Newly discovered information revealed by Chevron shows Cabrera -- the man hired as an "independent expert" by plaintiffs' lawyers to perform inspection work in what could turn out to be the largest legal judgment in history -- is the majority owner of an oilfield remediation company that stands to gain financially from any judgment against Chevron. Due to the remediation company's relationship with Ecuador's state-owned oil company, Petroecuador, Chevron called upon the court to immediately reject the work of Cabrera on the grounds that he knowingly hid his relationship and stands to gain from what was supposed to be unbiased work for the court.
Cabrera's recommendations and independence were already compromised prior to the discovery of his conflict of interests:
• The Amazon Defense Coalition (ADC), the named financial beneficiary of the lawsuit, directly and improperly paid Cabrera more than $200,000 for his work.
• Sections of Cabrera's $27 billion claim are copied word-for-word from documents written by Amazon Defense Front lawyers.
• Photographs and video show representatives of the ADC conducting Cabrera's field work as well as preparing soil and water samples for Cabrera, who had promised to carry out his work independently.
• Nearly 90 percent of Cabrera's $27 billion figure is allocated to issues that he was not directed to examine and that are unrelated to the actual claims in the Ecuador lawsuit.
• Cabrera assessed more than $9 billion as compensation for cancer deaths without providing any medical evidence, or even the name of a single alleged victim or family member beneficiary to support his recommendation.

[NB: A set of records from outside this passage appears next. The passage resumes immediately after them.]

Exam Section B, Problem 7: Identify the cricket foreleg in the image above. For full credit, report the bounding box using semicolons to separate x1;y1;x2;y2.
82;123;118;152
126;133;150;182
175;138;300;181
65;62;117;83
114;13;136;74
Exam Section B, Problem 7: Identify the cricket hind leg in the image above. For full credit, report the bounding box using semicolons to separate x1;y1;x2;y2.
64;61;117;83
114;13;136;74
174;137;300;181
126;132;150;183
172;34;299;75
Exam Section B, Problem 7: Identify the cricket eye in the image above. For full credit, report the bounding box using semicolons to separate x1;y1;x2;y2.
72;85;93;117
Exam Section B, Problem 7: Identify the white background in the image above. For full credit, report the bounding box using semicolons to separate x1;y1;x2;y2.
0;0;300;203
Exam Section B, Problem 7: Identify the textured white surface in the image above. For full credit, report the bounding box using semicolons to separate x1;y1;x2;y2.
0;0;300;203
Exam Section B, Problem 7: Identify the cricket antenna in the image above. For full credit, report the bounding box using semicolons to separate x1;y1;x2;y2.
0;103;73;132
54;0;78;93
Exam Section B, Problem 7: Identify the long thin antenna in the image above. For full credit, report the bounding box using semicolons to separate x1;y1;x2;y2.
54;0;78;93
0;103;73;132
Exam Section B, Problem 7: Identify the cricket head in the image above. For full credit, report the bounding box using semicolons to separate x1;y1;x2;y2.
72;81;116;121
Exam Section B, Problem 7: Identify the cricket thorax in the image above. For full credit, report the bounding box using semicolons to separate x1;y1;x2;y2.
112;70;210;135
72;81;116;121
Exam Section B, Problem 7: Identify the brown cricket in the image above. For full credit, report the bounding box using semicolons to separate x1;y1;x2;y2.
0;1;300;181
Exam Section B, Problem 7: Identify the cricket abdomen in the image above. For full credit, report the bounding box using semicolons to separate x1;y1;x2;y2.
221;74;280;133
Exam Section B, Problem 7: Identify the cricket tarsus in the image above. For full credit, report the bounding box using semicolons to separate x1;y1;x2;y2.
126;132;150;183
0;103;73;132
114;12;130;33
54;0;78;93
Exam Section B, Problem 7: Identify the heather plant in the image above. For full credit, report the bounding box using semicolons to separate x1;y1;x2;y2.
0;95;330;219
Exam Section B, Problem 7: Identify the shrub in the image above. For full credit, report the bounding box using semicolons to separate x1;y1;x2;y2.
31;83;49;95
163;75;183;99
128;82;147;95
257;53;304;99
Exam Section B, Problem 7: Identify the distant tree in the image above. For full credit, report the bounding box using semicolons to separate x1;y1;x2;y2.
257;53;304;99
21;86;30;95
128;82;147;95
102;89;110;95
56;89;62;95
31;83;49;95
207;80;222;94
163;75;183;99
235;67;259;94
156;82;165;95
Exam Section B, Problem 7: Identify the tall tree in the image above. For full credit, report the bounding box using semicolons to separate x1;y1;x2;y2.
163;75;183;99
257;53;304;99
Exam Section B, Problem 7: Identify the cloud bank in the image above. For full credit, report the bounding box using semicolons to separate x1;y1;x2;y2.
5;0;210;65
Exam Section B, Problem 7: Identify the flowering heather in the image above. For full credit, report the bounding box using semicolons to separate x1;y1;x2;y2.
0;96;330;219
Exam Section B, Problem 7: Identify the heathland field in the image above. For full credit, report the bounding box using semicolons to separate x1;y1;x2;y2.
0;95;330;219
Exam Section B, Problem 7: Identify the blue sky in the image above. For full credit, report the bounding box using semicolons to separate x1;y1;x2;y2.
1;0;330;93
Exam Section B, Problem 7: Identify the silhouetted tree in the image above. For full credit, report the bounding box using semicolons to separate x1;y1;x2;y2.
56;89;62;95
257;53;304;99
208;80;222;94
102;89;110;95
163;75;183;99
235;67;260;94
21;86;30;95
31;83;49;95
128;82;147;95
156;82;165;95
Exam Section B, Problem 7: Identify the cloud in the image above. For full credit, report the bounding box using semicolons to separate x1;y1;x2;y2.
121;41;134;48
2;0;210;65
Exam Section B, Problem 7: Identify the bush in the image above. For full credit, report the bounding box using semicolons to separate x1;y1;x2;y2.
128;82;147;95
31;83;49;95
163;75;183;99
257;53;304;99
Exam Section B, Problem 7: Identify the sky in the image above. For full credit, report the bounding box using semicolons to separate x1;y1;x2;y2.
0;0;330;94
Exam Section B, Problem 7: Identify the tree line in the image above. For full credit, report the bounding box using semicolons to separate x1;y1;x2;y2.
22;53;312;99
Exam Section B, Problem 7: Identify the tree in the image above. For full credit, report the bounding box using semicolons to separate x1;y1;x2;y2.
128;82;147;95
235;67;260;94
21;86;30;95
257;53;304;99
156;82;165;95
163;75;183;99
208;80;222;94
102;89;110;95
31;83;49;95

• Cabrera recommends Chevron pay more than $8.4 billion for what he deems "unjust enrichment," despite the fact that Texaco Petroleum -- merged with Chevron in 2001 -- earned less than $500 million in profits during the life of the consortium while the government of Ecuador received in excess of $24 billion, more than ninety percent of the total revenue generated by the consortium. Moreover, there is no basis in Ecuadorian law for such an award.
• Cabrera assessed $3.2 billion for groundwater remediation and $428 million to improve potable water systems even though he did not take any samples from streams, rivers, municipal water sources or drinking water wells, and states in his own report that he did not have enough data to develop a groundwater remediation plan.
• Cabrera recommends more than $2.7 billion for pit remediation, averaging more than $3 million per pit. This figure is vastly inflated compared to the actual cost of $85,000 per pit for Petroecuador's recent remediation work that has been implemented to the full satisfaction of the government. Proper remediation, therefore, of every pit that Petroecuador is obligated to clean up would cost well under $100,000,000.
• Cabrera claims $1.7 billion in damages for oil infrastructure sites that have been in constant use by Petroecuador for nearly two decades and substantially expanded by Petroecuador since Texaco Petroleum's departure in 1992.
• Cabrera assessed more than $1 billion in soil remediation for sites he never visited.